Gaurav: [00:13:03] Yeah. So that’s a great question. I mean, how long it takes to spread is anyone’s guess. It seems like when a lot of the institutions blew up earlier in the year, in the first half of the year, it seems at that point Alameda research had blown up, however, because they were taking funds from FTX, no one knew. And so sometimes I think that when these exchanges, even in the world of traditional finance or institutions, find themselves insolvent, as long as no one knows they carry on, and it takes an event for everyone to find out. Sometimes I guess the market turns in their favour and they make it back and then they’re okay. However, it’s only when people start trying to withdraw their funds that we then find out that they don’t actually have the assets that they should have. And so really, I guess the question about when we find out if it’s spread to South Africa is that it’s highly likely it’s spread to South Africa. We’ll only find out when customers actually start trying to withdraw their funds. And if an exchange is already insolvent, it makes it a bit of a self-fulfilling prophecy because the customers that get out first, get all of their funds. And so it then actually precipitates a rush. Now, when it comes to crypto, it has this feature that you can take it into your own custody, you can take it off-exchange. If you have shares in a listed company, you can actually take those shares off the stock exchange. However, with crypto, you can, and that’s one way for clients to protect themselves. However, it’s quite risky to do so. It requires quite a bit of skill actually to do so. It’s lower risk in some ways, and we’ve discussed this before as well. Self-custody And the thing is that when you take crypto into your own custody, put onto a device or onto your computer and that’s no longer on the exchange, and you run the risk that the device breaks down or you lose access to that device or you forget the password. 

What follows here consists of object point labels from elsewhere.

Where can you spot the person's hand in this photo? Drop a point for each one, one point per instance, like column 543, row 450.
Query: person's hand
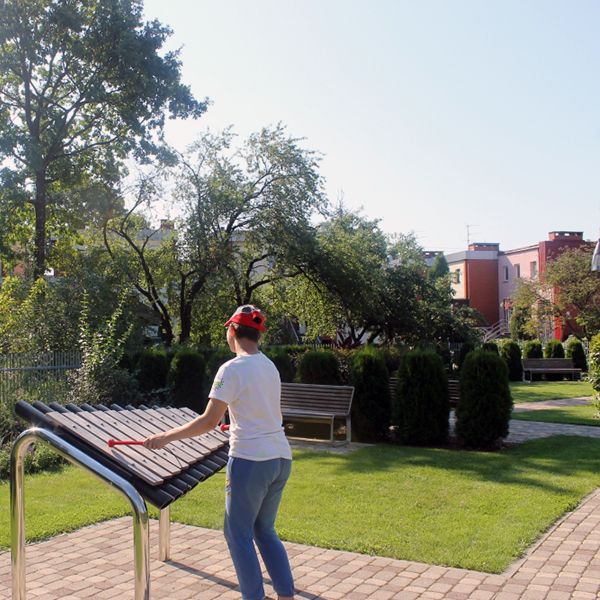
column 156, row 441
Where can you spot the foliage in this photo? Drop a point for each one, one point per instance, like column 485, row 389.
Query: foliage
column 371, row 405
column 594, row 367
column 151, row 370
column 186, row 380
column 484, row 407
column 532, row 349
column 554, row 349
column 574, row 350
column 490, row 347
column 100, row 380
column 41, row 457
column 511, row 353
column 283, row 362
column 421, row 406
column 81, row 85
column 463, row 352
column 320, row 367
column 577, row 289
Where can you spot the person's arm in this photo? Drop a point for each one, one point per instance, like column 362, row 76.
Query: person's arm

And unlike with an email account where you can just click forgot password and you get a reset message, that’s not what happens with these wallets. It’s estimated that about 20% of all cryptocurrency has been lost and where people have just lost access to it, they’ve forgotten about it. They can’t have they can’t, they can’t get in, the device is broken, etc. And one of the main reasons for loss as well is that often people pass away and their heirs either are unaware that they even had this crypto or they can’t get into these devices, and can actually recover the crypto even if they are aware of it. And so self-custody provides a lot of challenges, however, for people who have the skill and the confidence to do so, then that’s one option for them. A lot of people don’t want to do that. That’s why they’ve often left their coins and tokens on exchange. The other option is to use a professional custody provider like Jaltech. We have professional custody services that we offer, and the beauty of that is that the coins are taken off-exchange and they are put into a place where no one has access to it except for the custody provider, the systems and processes in place. And we use the leading infrastructure provider in this space, a company called Fireblocks, which is one of the largest in the world. 

They also provide the custody infrastructure for the largest custodian in the world, the Bank of New York, which has custody of 20% of the world’s financial assets, not just crypto assets, financial assets. So the gold standard in terms of technology and processes and what we’ve done is, seeing all this happening and being fearful about it coming to South Africa, in order to try and protect investors and the market, we’ve provided a special offer to investors that for the next six months, any investors that come and custody their assets for this, we won’t charge them any custody fees. And if they’re unhappy with the service, they can withdraw it at any time during the six months with no withdrawal fees. So this just allows investors to take the assets of exchange. While this all plays out, the exchanges that are sound should be able to meet all withdrawals. And when this is all out of the system, we’ll know that they’re still sound. However, I mean, this whole thing kind of reminds me of what Warren Buffett said: when the tide goes out, you find out who’s swimming naked. And we don’t want investors to be exposed to exchanges that are swimming naked.